Die Erfindung sieht auch vor, die vordere Querstrebe des Grundkörpers bzw. eine parallel zu dieser verlaufende hintere Querstrebe des Grundkörpers an den vorderen und hinteren Beinen des Grundkörpers jeweils über L-förmige Rohrabschnitte zu tragen. Durch diese L-förmigen Rohrabschnitte lässt sich gleichzeitig zwischen Beinen und Querträgern eine Grundstruktur für Armlehnen ausbilden.

Weiterhin sieht die Erfindung vor, die rechten Beine und die zugehörigen L-förmigen Rohrabschnitte und/oder die linken Beine und die zugehörigen L-förmigen Rohrabschnitte und/oder den Rohrrahmen des Sitzelements und/oder den Rohrrahmen des Rückenelements jeweils mit einem elastischen Schlauch zu überspannen. Derartige Verbünde von einem geschlossenen Rohrrahmen mit einem diesen umspannenden Schlauch führen zu einer erhöhten Stabilität der Hauptbaugruppen – Grundkörper, Sitzelement und Rückenelement –, da Belastungen abgefedert werden und Schwingungen gedämpft werden.
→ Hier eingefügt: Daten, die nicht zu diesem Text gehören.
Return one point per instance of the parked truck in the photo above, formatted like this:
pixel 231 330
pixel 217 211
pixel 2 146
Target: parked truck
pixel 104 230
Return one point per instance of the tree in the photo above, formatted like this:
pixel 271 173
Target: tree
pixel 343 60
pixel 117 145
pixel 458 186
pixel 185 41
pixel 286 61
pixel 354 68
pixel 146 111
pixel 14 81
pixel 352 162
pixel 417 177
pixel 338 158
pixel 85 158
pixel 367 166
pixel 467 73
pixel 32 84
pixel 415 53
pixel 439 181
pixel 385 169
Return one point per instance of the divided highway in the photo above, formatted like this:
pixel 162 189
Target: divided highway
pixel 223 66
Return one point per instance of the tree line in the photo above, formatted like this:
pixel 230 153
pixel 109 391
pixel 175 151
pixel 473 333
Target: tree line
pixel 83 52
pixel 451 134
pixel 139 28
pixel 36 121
Ergänzend sieht die Erfindung vor, den elastischen Schlauch durch einen schlauchförmigen Bezugsstoff zu überziehen. Hierdurch kann eine optimale Materialwahl bezüglich der für die Stabilität erforderlichen Materialkennwerte des elastischen Schlauchs und bezüglich der für den Sitzkomfort erforderlichen Haptik des Bezugsstoffs erfolgen, ohne dass Kompromisse eingegangen werden müssen.

Weiterhin ist es vorgesehen, den Bezugsstoff mit wenigstens einer Tasche zu versehen und hierdurch eine Möglichkeit für eine sichere und gebrauchsnahe Aufbewahrung von zum Beispiel Lesebrille und/oder Zeitung und/oder Buch zu schaffen.

Schließlich sieht die Erfindung vor, die Tasche mit einem Verschluss zu versehen. Hierdurch kann ein Tascheninhalt, wie beispielsweise eine Gebrauchsanleitung oder eine Garantierkarte, auch für einen Transport sicher und unverlierbar verstaut werden.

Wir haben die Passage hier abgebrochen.